2-year-old cheese artisans must be stopped
posted by: gretchen
I asked my 2-year-old son what I should write about for Mile High Mamas.
He answered, “Where’s my cup?”
Sippy cups are evil. Even the ones with valves to prevent spillage are suspect. Don’t let the colorful, fanciful, engaging designs fool you. Embedded in the molded plastic lurks the spirit of spoilage. I don’t care if the cup is an old school chemical festival or BPA-free. Those babies roll and hide and fester until they nearly explode with curdy malevolence.
I’ve found sippy cups under car seats. In July. Why are they forgotten/lost so easily?
It starts innocently.
Toddler is thirsty for milk but you are rushing around because you are meeting 5 other moms and their 35 kids at the zoo in a half hour but you can’t find the preschooler’s shoes and the baby just leaked onto the little outfit with the lion on the front you bought at the Carter’s outlet at the mall last week when you met your sister-in-law for lunch and it would have been perfect because it matches the little bucket hat with the strap, the one with the velcro that still holds tight plus it’s always cute to wear animal-splattered clothes at the zoo kind of like wearing a U2 shirt to a U2 concert oh good here’s her shoes put them on no that’s the wrong foot YES, toddler, pouring your milk right now here it is let’s go, into the van, strap, strap, buckle buckle buckle click click vroom vroom forgot the lunch bags at home turn around don’t throw your cup you are sooooo late but it’s not worth paying $6 for a dumb hot dog the geese will try to steal back home you go got the lunch jump in, zoom to zoo park practically by the museum because it must be a free day who planned this? baby in the carrier, toddler in the stroller, preschooler whining, oh sippy cup is empty why bring it with, you’ll just LEAVE IT AND REMEMBER TO TAKE IT OUT WHEN YOU GET HOME.
But you don’t remember, because it’s just as crazy when you get home—with the bonus of being hot and sleepy and cranky. And the kids are, too.

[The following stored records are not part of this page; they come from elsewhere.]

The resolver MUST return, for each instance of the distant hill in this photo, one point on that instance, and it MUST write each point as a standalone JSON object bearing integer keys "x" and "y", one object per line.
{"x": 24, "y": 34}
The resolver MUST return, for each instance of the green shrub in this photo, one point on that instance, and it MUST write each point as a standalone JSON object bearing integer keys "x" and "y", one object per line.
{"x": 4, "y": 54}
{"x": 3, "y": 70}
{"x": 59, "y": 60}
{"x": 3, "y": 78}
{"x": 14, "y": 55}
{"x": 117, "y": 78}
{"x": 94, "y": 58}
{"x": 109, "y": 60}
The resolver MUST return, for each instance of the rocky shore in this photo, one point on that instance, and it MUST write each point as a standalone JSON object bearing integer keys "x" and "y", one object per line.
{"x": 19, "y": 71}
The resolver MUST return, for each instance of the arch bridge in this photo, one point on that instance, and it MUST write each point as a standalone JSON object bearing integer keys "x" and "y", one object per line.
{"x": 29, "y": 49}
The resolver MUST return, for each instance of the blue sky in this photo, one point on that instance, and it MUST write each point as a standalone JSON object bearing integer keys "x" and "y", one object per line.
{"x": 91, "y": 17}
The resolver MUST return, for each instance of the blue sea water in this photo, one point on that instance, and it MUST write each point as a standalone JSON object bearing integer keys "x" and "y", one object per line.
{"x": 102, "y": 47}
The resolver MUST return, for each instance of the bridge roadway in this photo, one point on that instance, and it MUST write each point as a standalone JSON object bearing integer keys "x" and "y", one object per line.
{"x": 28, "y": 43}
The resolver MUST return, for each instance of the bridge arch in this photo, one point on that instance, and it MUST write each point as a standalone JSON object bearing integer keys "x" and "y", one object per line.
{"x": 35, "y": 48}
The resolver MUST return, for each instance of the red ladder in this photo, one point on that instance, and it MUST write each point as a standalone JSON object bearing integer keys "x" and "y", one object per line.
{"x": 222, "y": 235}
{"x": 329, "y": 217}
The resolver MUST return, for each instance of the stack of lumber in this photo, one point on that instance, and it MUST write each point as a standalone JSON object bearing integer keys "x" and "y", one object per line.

A week later, after wondering what that smell could be and checking all diapered folk every time you go anywhere, the sippy cup is discovered. It’s resting between the back leg of the bench seat and the interior wall. You may or may not leave it on a median in a mall parking lot.
I’ve learned when the toddler asks, “Where’s my cup?” I should launch a search and rescue team. I involve all the kids. We look in the trash, in drawers, the toy box, under furniture, in laundry baskets, the drawer under the oven, under pillows, in the dog’s bed, behind curtains, inside boots. Often, our hunting expeditions lead to other happy discoveries. We don’t rest until it is found and celebrated, hoisted high and given a parade and a contract extension.
Toddlers outgrow losing milk-filled sippy cups, but they turn into people who lose the ruler with centimeters, barrettes, homework, the remote, the cordless phone. The car keys.
At least car keys don’t turn into something you can crumble and sprinkle on a salad.